Time Complexity and Space Complexity
Part 1: Time and Space Complexity
What is Time Complexity?
Time complexity measures how much time an algorithm takes as the input size grows. We usually describe it in terms of n, where n is the size of the input.
Example:
- If you loop through an array of n elements once, the time complexity is O(n).
- If you have a nested loop (loop inside a loop), it might be O(n²).
Common Time Complexities
Complexity | Name | Example |
---|---|---|
O(1) | Constant | Accessing an element by index in an array |
O(log n) | Logarithmic | Binary search |
O(n) | Linear | Simple loop through an array |
O(n log n) | Linearithmic | Efficient sorting algorithms (e.g., Merge Sort) |
O(n²) | Quadratic | Nested loops |
O(2ⁿ) | Exponential | Recursive Fibonacci without memoization |
What is Space Complexity?
Space complexity measures how much extra memory an algorithm uses as the input grows.
Example:
- If your algorithm only uses a few variables regardless of n, it’s O(1).
- If it uses an extra array of size n, it’s O(n).
Part 2: Asymptotic Notations
These notations describe how an algorithm behaves as n becomes large.

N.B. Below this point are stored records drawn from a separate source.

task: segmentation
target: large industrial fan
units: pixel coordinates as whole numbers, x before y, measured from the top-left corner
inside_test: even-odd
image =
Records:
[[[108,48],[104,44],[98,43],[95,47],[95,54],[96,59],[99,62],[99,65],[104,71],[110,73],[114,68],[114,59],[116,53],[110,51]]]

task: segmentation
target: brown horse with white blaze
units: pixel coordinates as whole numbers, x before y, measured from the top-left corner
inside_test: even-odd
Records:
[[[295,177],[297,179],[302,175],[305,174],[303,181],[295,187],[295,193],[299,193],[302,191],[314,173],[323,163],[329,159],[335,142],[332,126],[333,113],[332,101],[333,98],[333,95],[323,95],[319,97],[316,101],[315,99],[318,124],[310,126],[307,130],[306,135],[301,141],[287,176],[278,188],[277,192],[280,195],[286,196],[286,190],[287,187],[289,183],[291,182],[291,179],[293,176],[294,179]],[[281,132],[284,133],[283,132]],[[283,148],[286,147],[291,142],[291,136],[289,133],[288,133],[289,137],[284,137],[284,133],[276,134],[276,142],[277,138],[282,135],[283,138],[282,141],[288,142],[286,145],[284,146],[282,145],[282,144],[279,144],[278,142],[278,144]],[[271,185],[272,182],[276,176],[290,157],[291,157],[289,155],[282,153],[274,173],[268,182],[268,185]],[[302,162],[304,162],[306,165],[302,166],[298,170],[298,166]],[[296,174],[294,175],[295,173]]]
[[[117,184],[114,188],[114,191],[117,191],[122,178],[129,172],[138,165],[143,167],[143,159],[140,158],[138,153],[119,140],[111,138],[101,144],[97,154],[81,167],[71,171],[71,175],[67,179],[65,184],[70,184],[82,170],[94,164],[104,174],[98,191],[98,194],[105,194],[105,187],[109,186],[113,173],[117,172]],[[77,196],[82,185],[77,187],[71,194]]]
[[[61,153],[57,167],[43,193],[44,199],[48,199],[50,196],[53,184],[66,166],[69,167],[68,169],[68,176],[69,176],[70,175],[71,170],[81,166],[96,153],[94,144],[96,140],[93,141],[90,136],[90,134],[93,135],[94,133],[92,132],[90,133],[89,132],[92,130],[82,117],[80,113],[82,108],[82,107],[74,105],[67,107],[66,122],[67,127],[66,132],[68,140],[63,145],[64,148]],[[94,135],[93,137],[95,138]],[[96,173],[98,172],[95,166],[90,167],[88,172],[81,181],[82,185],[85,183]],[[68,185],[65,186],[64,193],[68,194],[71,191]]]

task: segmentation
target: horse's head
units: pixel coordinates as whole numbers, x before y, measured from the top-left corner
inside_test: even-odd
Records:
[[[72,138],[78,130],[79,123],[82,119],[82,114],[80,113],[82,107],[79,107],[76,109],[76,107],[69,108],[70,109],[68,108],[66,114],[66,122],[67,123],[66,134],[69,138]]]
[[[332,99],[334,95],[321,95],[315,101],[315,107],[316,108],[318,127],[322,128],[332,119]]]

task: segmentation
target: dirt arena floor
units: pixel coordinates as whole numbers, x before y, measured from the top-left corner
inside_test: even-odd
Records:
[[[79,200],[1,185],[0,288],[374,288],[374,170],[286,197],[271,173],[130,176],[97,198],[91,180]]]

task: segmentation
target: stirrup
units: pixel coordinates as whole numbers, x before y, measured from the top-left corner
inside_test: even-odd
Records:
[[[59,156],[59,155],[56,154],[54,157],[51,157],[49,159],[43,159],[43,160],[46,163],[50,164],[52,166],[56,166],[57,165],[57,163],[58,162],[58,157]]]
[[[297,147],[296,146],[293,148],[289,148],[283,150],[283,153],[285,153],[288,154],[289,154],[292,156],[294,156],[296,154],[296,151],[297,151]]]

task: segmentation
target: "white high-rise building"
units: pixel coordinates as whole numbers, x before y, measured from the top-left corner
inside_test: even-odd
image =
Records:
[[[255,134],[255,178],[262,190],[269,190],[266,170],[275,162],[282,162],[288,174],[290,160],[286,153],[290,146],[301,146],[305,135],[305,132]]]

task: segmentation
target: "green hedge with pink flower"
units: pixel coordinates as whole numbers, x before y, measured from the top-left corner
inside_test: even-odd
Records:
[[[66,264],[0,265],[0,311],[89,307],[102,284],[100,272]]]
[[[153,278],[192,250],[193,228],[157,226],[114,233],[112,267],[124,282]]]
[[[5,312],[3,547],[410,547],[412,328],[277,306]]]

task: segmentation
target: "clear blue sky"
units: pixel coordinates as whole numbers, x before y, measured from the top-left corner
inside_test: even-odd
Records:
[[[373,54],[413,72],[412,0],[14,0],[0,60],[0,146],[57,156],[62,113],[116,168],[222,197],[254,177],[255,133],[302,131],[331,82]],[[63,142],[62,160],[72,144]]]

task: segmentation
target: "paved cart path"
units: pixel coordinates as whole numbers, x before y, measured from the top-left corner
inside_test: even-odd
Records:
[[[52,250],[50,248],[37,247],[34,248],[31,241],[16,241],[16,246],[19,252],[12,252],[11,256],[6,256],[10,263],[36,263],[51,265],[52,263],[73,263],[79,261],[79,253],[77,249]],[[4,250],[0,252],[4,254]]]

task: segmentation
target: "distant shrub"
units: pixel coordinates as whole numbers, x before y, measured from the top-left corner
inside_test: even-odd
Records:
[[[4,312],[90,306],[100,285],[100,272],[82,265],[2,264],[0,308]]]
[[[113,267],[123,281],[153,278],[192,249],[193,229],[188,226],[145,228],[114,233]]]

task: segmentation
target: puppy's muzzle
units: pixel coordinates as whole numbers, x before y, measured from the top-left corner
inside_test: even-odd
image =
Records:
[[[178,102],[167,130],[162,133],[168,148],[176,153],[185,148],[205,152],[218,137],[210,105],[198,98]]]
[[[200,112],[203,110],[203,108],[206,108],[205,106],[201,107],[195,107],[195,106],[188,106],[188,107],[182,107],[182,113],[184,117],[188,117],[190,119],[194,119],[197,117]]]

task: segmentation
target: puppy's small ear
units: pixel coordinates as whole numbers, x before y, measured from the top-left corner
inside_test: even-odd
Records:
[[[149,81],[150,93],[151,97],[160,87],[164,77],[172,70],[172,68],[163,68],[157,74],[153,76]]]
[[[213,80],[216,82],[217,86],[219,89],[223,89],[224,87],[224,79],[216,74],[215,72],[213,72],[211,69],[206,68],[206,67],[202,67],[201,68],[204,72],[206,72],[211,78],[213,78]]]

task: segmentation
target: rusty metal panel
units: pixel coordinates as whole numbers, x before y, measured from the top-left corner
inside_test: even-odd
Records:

Big O Notation (O) — Worst Case
Describes the upper bound of an algorithm’s running time.
Example: In linear search, worst case is O(n).
Omega Notation (Ω) — Best Case
Describes the lower bound (best performance possible).
Example: In linear search, if the element is the first one, best case is Ω(1).
Theta Notation (Θ) — Tight Bound
Describes the exact bound (when best and worst cases are similar).
Example: If an algorithm always runs in n log n time, it’s Θ(n log n).